Even though this $56 million is a grant from the Centers for Disease Control and Illinois Department of Public Health, it is still tax dollars, a gigantic waste of taxpayer money and could have been put to better use.  COVID-19 has placed moral hazard at the very top of the city’s agenda.  Neither the U.S. nor Chicago should have taxpayer-funded bailouts that put the interests of large corporations or universities ahead of those who are in greater need.  Chicago needs to place a focus on the most productive use of funds and worry first and foremost about the most vulnerable and worthy public institutions, not creating sinecures.  Although contact tracers will earn a legitimate salary, this is not valid job creation based on legitimate need so much as it is the first step for 600 party hacks to become the next cogs in Chicago’s sprawling bureaucracy.  Now inside the walls of Lightfoot’s Democratic Machine, they will eventually shift around to a new position, become impossible to fire, will be awarded with benefits of union-membership collective bargaining, bloc voting and be handed handsome retirement packages.

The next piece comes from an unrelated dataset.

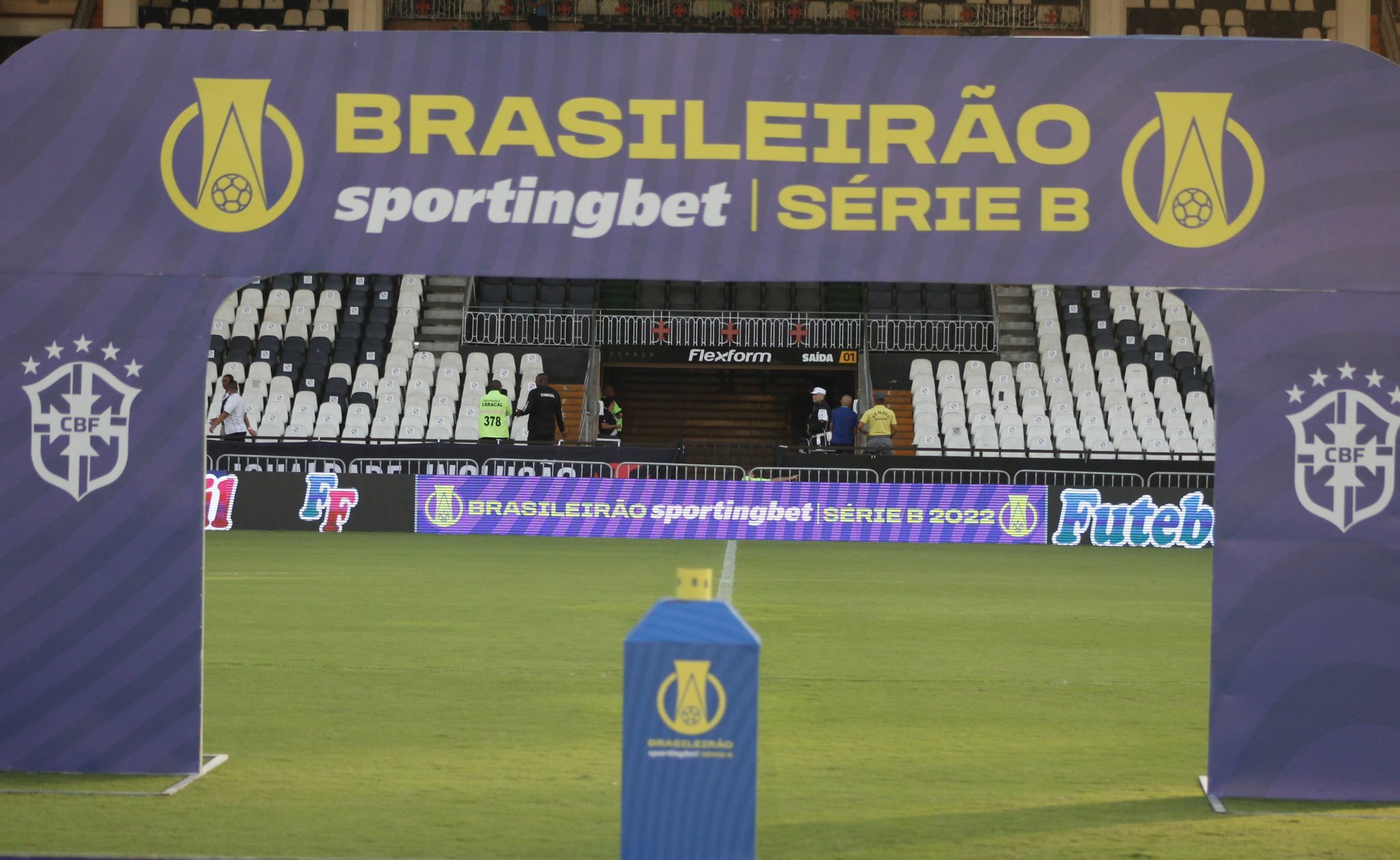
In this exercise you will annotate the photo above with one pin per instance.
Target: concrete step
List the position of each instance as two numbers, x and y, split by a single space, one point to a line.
439 347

This Chicago Machine boondoggle could be swept under the rug of “business as usual” and perhaps even forgiven if Chicago’s current fiscal situation were not so dire. However, it can’t.  While this wasteful plan is carried out, Governor J.B. Pritzker is pressing to amend the state Constitution for a graduated tax and has been pleading with the federal government for a bailout to paper over a five-percent budget cut. Compared to the mandated budget cuts of up to 100 percent that many local businesses have had to make due to the local and state government mandated COVID-19 related shutdowns, a five-percent budget cut is spare change.